The prosecutor's office has moved away from "traditional" law enforcement tactics in favor of education and collaboration with health care providers, Bergen County Prosecutor John L. Molinelli said. Molinelli also hopes to launch a "quasi-Drug Court" within the county municipal court, which would downgrade drug possession charges and usher hundreds of users through treatment - a possible pilot program for the rest of the state, he said.
"This is a paradigm shift from criminalizing addiction," said Assemblyman Tim Eustace, D-Maywood. Eustace, a chiropractor and a recovering addict, said the shift needed to extend to the medical community.
"Most of our medicine cabinets have a supply of opioids," Eustace said. "That's where the pipeline truly begins. You don't start out a heroin addict. It does start out in the health field."
The committee unanimously voted to release to the Assembly all four bills on the table, including measures to enhance regulatory authority over prison-based mental-health and drug-treatment services and to require state officials to prepare annual performance reports of substance abuse treatment providers.
The 21-bill package, unveiled last month by Sen. Joseph Vitale, D-Middlesex, has moved rapidly through the committee process; Human Services chair Valerie Vainieri Huttle, D- Englewood, said she hoped the Legislature would dedicate a single day to hearing the bills in Trenton before the end of the year.
At the same time, Governor Christie has moved to strengthen his administration's signature addiction treatment measures. A directive issued Tuesday by the state Attorney General to all county and local law enforcement expands training and reporting requirements for those responding to an overdose; encourages criminal investigation of overdose deaths; enhances penalties for certain drug traffickers; and clarifies local prosecutors' responsibility to refer defendants to the state's drug courts, which provide treatment to certain offenders.
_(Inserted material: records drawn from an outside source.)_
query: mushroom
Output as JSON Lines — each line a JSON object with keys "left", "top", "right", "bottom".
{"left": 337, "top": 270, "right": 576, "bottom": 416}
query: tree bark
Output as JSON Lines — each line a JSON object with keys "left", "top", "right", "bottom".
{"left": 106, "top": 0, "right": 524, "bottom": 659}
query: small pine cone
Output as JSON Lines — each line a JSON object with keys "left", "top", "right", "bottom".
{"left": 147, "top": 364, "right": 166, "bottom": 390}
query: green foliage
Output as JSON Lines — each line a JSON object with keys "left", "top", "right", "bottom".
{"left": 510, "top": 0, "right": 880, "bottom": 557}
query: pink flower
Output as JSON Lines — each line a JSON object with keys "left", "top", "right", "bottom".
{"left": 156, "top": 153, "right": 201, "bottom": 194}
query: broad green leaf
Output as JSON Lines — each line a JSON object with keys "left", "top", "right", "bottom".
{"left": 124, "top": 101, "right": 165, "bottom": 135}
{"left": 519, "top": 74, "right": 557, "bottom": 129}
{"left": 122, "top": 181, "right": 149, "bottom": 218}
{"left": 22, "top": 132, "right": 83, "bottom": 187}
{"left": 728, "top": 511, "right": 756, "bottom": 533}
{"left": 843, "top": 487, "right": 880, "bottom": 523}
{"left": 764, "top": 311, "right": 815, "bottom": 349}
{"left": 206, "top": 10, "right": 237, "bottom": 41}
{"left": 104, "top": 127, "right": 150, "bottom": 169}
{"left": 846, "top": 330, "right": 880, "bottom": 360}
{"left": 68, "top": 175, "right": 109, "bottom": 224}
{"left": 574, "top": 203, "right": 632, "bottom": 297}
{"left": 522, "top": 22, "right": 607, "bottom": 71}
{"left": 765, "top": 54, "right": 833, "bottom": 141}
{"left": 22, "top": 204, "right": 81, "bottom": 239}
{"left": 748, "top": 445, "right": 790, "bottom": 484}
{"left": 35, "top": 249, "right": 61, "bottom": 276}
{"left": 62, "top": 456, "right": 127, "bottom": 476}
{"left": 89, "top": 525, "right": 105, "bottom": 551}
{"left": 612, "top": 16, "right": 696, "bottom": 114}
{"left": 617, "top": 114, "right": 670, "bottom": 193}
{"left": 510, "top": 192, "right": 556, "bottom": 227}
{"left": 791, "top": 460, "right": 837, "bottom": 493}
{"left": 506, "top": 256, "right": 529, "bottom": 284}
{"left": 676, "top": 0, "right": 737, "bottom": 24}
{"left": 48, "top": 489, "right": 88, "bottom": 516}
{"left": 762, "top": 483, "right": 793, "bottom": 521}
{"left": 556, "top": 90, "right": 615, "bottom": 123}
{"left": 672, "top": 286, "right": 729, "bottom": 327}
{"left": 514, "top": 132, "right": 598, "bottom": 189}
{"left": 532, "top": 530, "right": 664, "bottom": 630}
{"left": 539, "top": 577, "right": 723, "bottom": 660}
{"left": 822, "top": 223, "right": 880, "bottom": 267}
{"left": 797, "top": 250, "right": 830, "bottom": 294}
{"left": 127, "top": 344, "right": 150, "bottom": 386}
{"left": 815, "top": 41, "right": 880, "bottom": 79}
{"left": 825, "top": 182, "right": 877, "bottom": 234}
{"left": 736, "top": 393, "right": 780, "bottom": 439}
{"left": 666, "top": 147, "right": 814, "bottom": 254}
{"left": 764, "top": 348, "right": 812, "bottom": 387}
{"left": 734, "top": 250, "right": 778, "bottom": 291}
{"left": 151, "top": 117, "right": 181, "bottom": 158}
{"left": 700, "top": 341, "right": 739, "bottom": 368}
Ellen Elias, director of the Center for Alcohol and Drug Resources in Hackensack, praised the county's interrelated health and law enforcement efforts and urged lawmakers Tuesday to consolidate the efforts of the Attorney General and other state task forces focused on addiction.
"There's duplication of services, and I think some of the efforts get diffused," Elias said.
The state's lack of long-term, affordable addiction treatment programs often compounds the troubles families and communities face, officials said; addicts often receive mere weeks of treatment, said Patty Trava, of Franklin Lakes, whose 21-year-old daughter Caitlin Reiter died of a heroin overdose in February.
"There is no blame," Trava told the committee Tuesday, as she described how her daughter shot heroin in her high school bathroom, using needles she concealed in her boots; twice, Reiter went to rehab, only to relapse immediately.
Lawmakers also hailed the efforts of the Bergen County Office of Alcohol and Drug Dependency, particularly Spring House, a long-term women's sober-living facility supported by county and state money. "If I had my perfect world, I would put that continuum of care in place for everybody," said Sue Debiak, who oversees the office.
Bergen County is one of only two counties that provides direct addiction treatment services, Debiak said. Despite county support, she added, the office has lost $185,000 in state support since 1996.